Searching for cancer types can get the mutation number and carrier ratio of the top 20 mutated genes, a comparison of these genes in somatic mutations with those in TCGA and germline mutations in Genecast, and the distribution of TMB, signature, and clinical characteristics (including sex and age) in this cancer type.
Searching for the pathway name can get the mutation carrier ratio and detailed mutation information of all genes in this pathway.
Searching for the mutation site can get the detailed mutation information, the number and carrier ratio of this site.
Users can also explore the mutational profile across multiple cancers. Once several cancers are selected, CPGV will provide the statistics of mutations from the top 20 mutated genes and a comparison of TMB, mutational signature, and clinical characteristics.Furthermore, users can select a gene with one or more cancer types simultaneously to perform pan-cancer analysis. The gene mutation information and the difference compared with TCGA, CASPMI, and germline mutations in the selected cancers will be displayed.

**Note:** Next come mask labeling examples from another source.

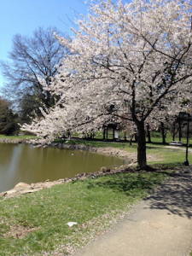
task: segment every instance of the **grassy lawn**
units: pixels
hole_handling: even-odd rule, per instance
[[[6,136],[0,134],[0,138],[6,138],[6,139],[10,139],[10,140],[22,140],[22,139],[33,139],[35,138],[35,136],[32,135],[12,135],[12,136]]]
[[[131,147],[127,143],[72,140],[68,143],[137,152],[136,143]],[[181,166],[185,160],[185,150],[168,148],[158,142],[147,144],[147,154],[160,160],[148,162],[150,166],[166,166],[166,170]],[[190,153],[189,161],[192,163]],[[110,174],[20,198],[0,199],[0,255],[73,253],[121,219],[170,175],[170,171]],[[69,227],[70,221],[77,224]]]
[[[73,252],[122,218],[169,175],[119,173],[0,200],[0,255]],[[69,227],[70,221],[77,224]]]

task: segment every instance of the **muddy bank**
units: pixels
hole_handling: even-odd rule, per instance
[[[10,139],[0,139],[0,143],[30,143],[30,141],[27,140],[10,140]],[[41,145],[37,144],[36,147],[41,147]],[[24,194],[30,194],[36,191],[38,191],[43,189],[49,189],[56,184],[61,184],[64,183],[74,182],[79,179],[84,179],[88,177],[92,178],[96,177],[98,175],[106,175],[118,172],[136,172],[131,167],[133,165],[137,165],[137,153],[130,153],[125,150],[113,148],[111,147],[103,147],[103,148],[94,148],[86,145],[69,145],[65,143],[52,143],[50,145],[47,145],[47,147],[54,147],[63,149],[79,149],[79,150],[86,150],[90,152],[96,152],[101,154],[109,154],[116,157],[119,157],[122,159],[127,159],[129,161],[129,165],[122,166],[120,167],[115,167],[112,170],[107,168],[106,166],[101,167],[101,169],[94,173],[83,173],[78,174],[74,177],[68,178],[61,178],[57,181],[49,181],[47,180],[45,182],[40,182],[37,183],[27,184],[24,183],[18,183],[14,189],[0,193],[0,197],[3,198],[10,198],[19,196]],[[148,160],[160,160],[157,157],[152,154],[148,154]]]
[[[136,172],[136,170],[134,171],[133,169],[129,168],[128,166],[115,167],[113,170],[103,166],[100,169],[100,171],[96,172],[77,174],[74,177],[61,178],[56,181],[47,180],[45,182],[40,182],[40,183],[32,183],[32,184],[20,183],[16,184],[14,189],[0,193],[0,197],[3,198],[18,197],[21,195],[34,193],[44,189],[49,189],[54,185],[62,184],[69,182],[75,182],[78,180],[83,180],[87,177],[96,178],[97,176],[101,176],[101,175],[108,175],[113,173],[131,172]]]
[[[27,143],[28,140],[20,139],[18,137],[15,139],[9,139],[5,137],[0,137],[0,143],[13,143],[13,144],[18,144],[18,143]]]

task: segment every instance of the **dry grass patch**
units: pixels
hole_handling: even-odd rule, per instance
[[[13,225],[10,230],[4,234],[4,237],[23,238],[26,235],[37,230],[38,228],[29,226]]]

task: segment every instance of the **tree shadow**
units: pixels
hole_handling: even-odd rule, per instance
[[[147,172],[141,171],[134,174],[131,172],[110,174],[110,179],[90,181],[87,188],[110,188],[113,191],[120,192],[127,196],[138,196],[139,194],[143,195],[146,192],[150,192],[155,185],[160,183],[160,176],[155,175],[155,172],[150,172],[150,177],[148,177],[148,175],[144,175],[143,172],[147,173]],[[172,173],[166,171],[158,172],[159,174],[172,176]]]
[[[151,192],[154,186],[160,184],[160,177],[154,175],[148,178],[146,175],[137,173],[136,176],[129,173],[122,178],[121,175],[113,175],[110,180],[95,180],[90,182],[88,189],[93,187],[110,188],[113,191],[120,192],[132,198],[138,197],[143,193]],[[146,200],[151,209],[167,210],[168,214],[177,214],[181,217],[192,218],[192,168],[186,167],[176,173],[160,171],[159,173],[165,173],[169,176],[168,180],[152,190],[151,195]]]
[[[151,209],[167,210],[170,214],[192,218],[192,169],[181,170],[162,183],[146,200]]]

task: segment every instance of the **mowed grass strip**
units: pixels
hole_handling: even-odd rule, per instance
[[[127,172],[0,201],[0,255],[67,255],[122,218],[170,172]],[[76,222],[72,227],[67,224]]]

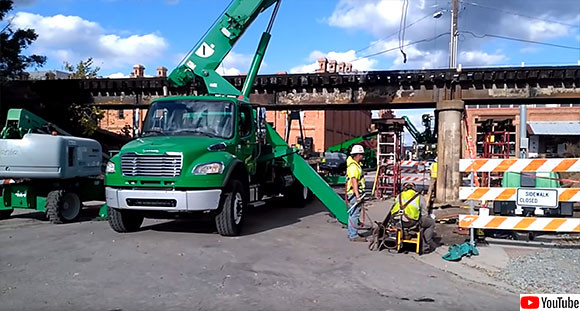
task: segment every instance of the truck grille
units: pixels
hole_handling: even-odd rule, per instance
[[[181,174],[181,154],[121,155],[121,172],[134,177],[177,177]]]

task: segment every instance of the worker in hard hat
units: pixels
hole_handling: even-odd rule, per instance
[[[365,242],[358,235],[359,217],[362,209],[362,197],[365,192],[365,178],[361,167],[364,155],[361,145],[354,145],[346,159],[346,198],[348,203],[348,238],[353,242]]]
[[[437,247],[433,241],[435,221],[429,215],[427,203],[417,192],[417,186],[414,183],[405,183],[402,190],[395,198],[395,204],[391,208],[391,216],[397,224],[402,222],[404,228],[413,228],[419,225],[423,238],[423,253],[430,253]],[[401,207],[403,211],[401,211]]]

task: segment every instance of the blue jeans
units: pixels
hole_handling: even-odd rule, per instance
[[[361,205],[359,204],[357,207],[351,209],[352,206],[356,204],[356,195],[349,194],[348,195],[348,209],[350,212],[348,213],[348,238],[354,239],[358,236],[358,222],[360,217],[360,209]]]

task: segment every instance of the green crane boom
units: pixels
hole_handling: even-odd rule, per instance
[[[274,3],[276,6],[270,23],[262,34],[244,87],[242,90],[238,90],[220,76],[216,69],[256,17]],[[171,72],[169,80],[177,86],[184,86],[195,77],[199,77],[205,82],[207,92],[210,95],[242,96],[247,99],[270,41],[270,31],[279,6],[280,0],[232,1],[224,14],[192,49],[192,52]]]

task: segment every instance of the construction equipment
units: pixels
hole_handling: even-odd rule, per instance
[[[352,146],[361,145],[365,148],[365,153],[363,155],[363,159],[361,160],[362,168],[365,170],[373,170],[377,167],[377,152],[375,149],[376,146],[372,144],[371,141],[377,137],[378,133],[379,133],[378,131],[375,131],[355,138],[351,138],[349,140],[343,141],[341,143],[326,148],[326,152],[327,153],[340,152],[348,154]]]
[[[328,147],[318,166],[324,180],[331,185],[346,182],[346,159],[352,146],[357,144],[365,149],[361,160],[363,170],[374,170],[377,167],[377,152],[376,144],[371,141],[377,137],[377,134],[378,132],[368,133]]]
[[[401,188],[402,132],[405,121],[393,118],[375,120],[377,136],[377,175],[374,194],[377,198],[396,196]]]
[[[428,113],[423,114],[422,124],[425,127],[423,133],[419,132],[413,122],[407,116],[402,117],[405,120],[405,127],[409,134],[415,140],[413,144],[413,158],[415,160],[433,160],[437,156],[437,136],[431,129],[432,116]]]
[[[104,196],[101,145],[27,110],[8,111],[0,156],[0,179],[9,180],[0,185],[0,218],[25,208],[44,212],[52,223],[71,222],[83,201]]]
[[[216,69],[254,21],[274,6],[241,90]],[[218,233],[238,235],[245,208],[283,195],[294,205],[309,190],[346,223],[346,204],[266,123],[249,101],[280,1],[234,0],[192,53],[169,75],[176,86],[201,80],[206,96],[155,100],[141,136],[123,146],[106,169],[109,224],[137,230],[144,217],[209,215]]]

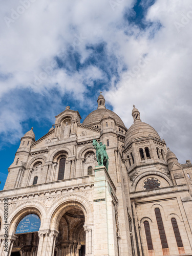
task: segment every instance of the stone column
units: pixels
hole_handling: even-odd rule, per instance
[[[70,178],[74,178],[74,167],[75,167],[75,159],[72,160],[72,166],[71,168],[71,174],[70,174]]]
[[[143,155],[144,155],[144,160],[146,160],[147,158],[146,158],[146,152],[145,152],[144,148],[143,150]]]
[[[71,129],[71,134],[73,134],[74,133],[74,122],[72,122]]]
[[[38,231],[39,237],[39,244],[38,246],[38,251],[37,256],[41,256],[42,246],[44,244],[44,234],[41,231]]]
[[[81,168],[82,168],[82,171],[81,171],[81,176],[84,176],[84,158],[82,160],[82,164],[81,164]]]
[[[55,181],[55,169],[56,166],[57,166],[57,163],[54,163],[53,164],[53,168],[52,169],[52,174],[51,174],[51,178],[50,182]]]
[[[5,239],[3,238],[2,238],[1,239],[1,246],[0,246],[0,255],[2,255],[2,252],[3,251],[3,248],[4,248],[4,241]]]
[[[29,186],[29,182],[30,182],[30,178],[31,178],[31,174],[32,174],[32,172],[33,172],[33,169],[30,169],[30,170],[29,170],[29,174],[28,178],[28,180],[27,180],[27,184],[26,184],[27,186]]]
[[[150,148],[148,148],[148,151],[150,152],[151,158],[153,158],[153,153],[152,150]]]
[[[8,255],[8,256],[10,256],[10,255],[11,254],[12,249],[13,248],[13,243],[15,240],[15,239],[13,239],[12,238],[10,238],[9,240],[10,240],[10,245],[9,245],[9,252],[8,252],[7,255]]]
[[[160,159],[161,160],[162,160],[162,155],[161,155],[161,152],[159,150],[159,148],[158,150],[158,154],[159,154],[159,156]]]

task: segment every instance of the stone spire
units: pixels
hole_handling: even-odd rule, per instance
[[[97,99],[98,107],[97,109],[106,109],[105,108],[105,100],[104,97],[101,94],[102,92],[100,92],[100,95]]]
[[[140,119],[140,113],[137,109],[135,108],[135,105],[133,105],[133,109],[132,110],[132,116],[134,120],[134,122],[141,122]]]

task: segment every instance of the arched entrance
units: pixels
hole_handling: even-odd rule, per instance
[[[14,242],[11,256],[36,256],[37,254],[40,220],[35,214],[22,218],[15,231],[17,239]]]
[[[57,256],[84,256],[86,232],[84,216],[77,206],[68,207],[59,224],[59,233],[55,243]]]

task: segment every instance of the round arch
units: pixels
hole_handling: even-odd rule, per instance
[[[65,116],[62,116],[61,117],[60,117],[57,120],[57,123],[61,123],[61,122],[63,122],[65,120],[65,119],[66,119],[67,118],[71,119],[71,120],[74,119],[74,117],[73,115],[68,113]]]
[[[90,203],[84,198],[77,194],[67,195],[56,202],[50,210],[50,229],[58,230],[58,225],[62,216],[67,210],[76,207],[83,212],[85,223],[93,223],[93,209]]]
[[[35,207],[34,206],[34,203]],[[29,214],[33,214],[37,215],[39,217],[41,222],[40,228],[42,228],[47,218],[46,208],[37,201],[26,202],[25,204],[21,203],[17,206],[16,209],[10,215],[9,218],[11,220],[9,225],[10,234],[15,233],[17,225],[23,218]]]
[[[166,219],[167,221],[170,221],[172,218],[175,218],[179,222],[183,222],[183,220],[182,218],[176,214],[170,214],[166,216]]]
[[[38,161],[38,160],[40,161],[42,160],[43,163],[42,164],[44,165],[45,164],[45,162],[47,161],[47,157],[46,157],[44,156],[37,156],[36,157],[34,157],[31,160],[31,161],[29,161],[28,163],[27,166],[27,168],[30,168],[32,165],[34,165],[35,163],[35,161]]]
[[[85,147],[83,147],[83,148],[80,151],[78,155],[78,158],[84,158],[86,154],[90,151],[93,151],[95,154],[96,150],[93,146],[91,146],[91,145],[86,146]]]
[[[53,159],[57,157],[57,156],[59,156],[61,154],[67,154],[67,157],[70,157],[72,156],[71,151],[66,147],[60,148],[59,149],[54,151],[51,155],[50,158],[50,161],[53,161]]]
[[[142,179],[143,177],[144,176],[147,176],[148,175],[157,175],[158,176],[160,176],[162,178],[163,178],[165,179],[165,180],[166,180],[166,181],[168,182],[168,183],[169,184],[169,186],[172,186],[173,184],[172,184],[172,181],[169,179],[169,178],[165,174],[161,173],[160,172],[157,172],[157,171],[153,171],[153,170],[150,170],[148,172],[146,172],[143,174],[141,174],[140,175],[137,176],[133,181],[132,183],[132,187],[133,189],[135,189],[136,186],[137,185],[137,183],[139,182],[140,180]]]
[[[141,220],[140,220],[139,221],[139,224],[140,224],[140,226],[141,226],[141,225],[142,225],[143,224],[143,222],[145,221],[148,221],[148,222],[150,223],[153,223],[153,221],[152,220],[150,219],[150,218],[148,218],[148,217],[143,217],[142,218],[142,219],[141,219]]]

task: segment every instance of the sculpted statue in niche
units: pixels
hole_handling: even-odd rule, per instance
[[[63,125],[63,139],[67,139],[69,137],[70,134],[71,127],[68,122],[66,122],[66,125]]]
[[[96,156],[94,153],[89,153],[85,158],[84,163],[94,163],[96,160]]]
[[[35,170],[36,172],[39,172],[39,171],[40,172],[41,170],[41,169],[42,169],[41,163],[39,163],[37,165],[36,165],[36,166],[34,168],[34,170]]]

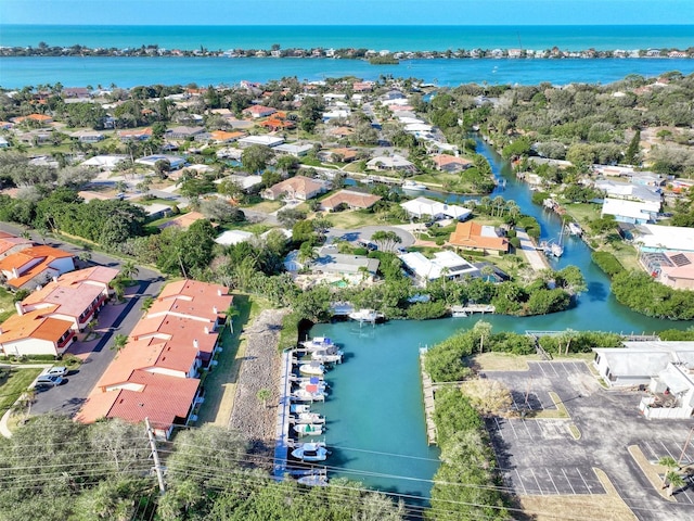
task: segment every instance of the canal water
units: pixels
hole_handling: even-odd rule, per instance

Users can search through the “Home” module, “Browse” module, “Search” module and “Pan-cancer Analysis” module.
There is a quick search box on the “Home” module. Users can search for any item they are interested in.
The “Browse” module is divided into three interfaces to display information about all mutated genes and sites, cancer types and pathway. Users simply click on a gene, locus, cancer or pathway name of interest to output the results.
Gene Unit
Cancer type Unit
Pathway Unit
The “Search” module has four items corresponding to different types. Users simply select the item and enter the keyword of interest.
The “Pan-cancer Analysis” module can get results by entering only cancer, or by entering cancer and genes.
Users can download all the analysis results graphs, and download detailed mutation information by cancer types in the “Downloads” module.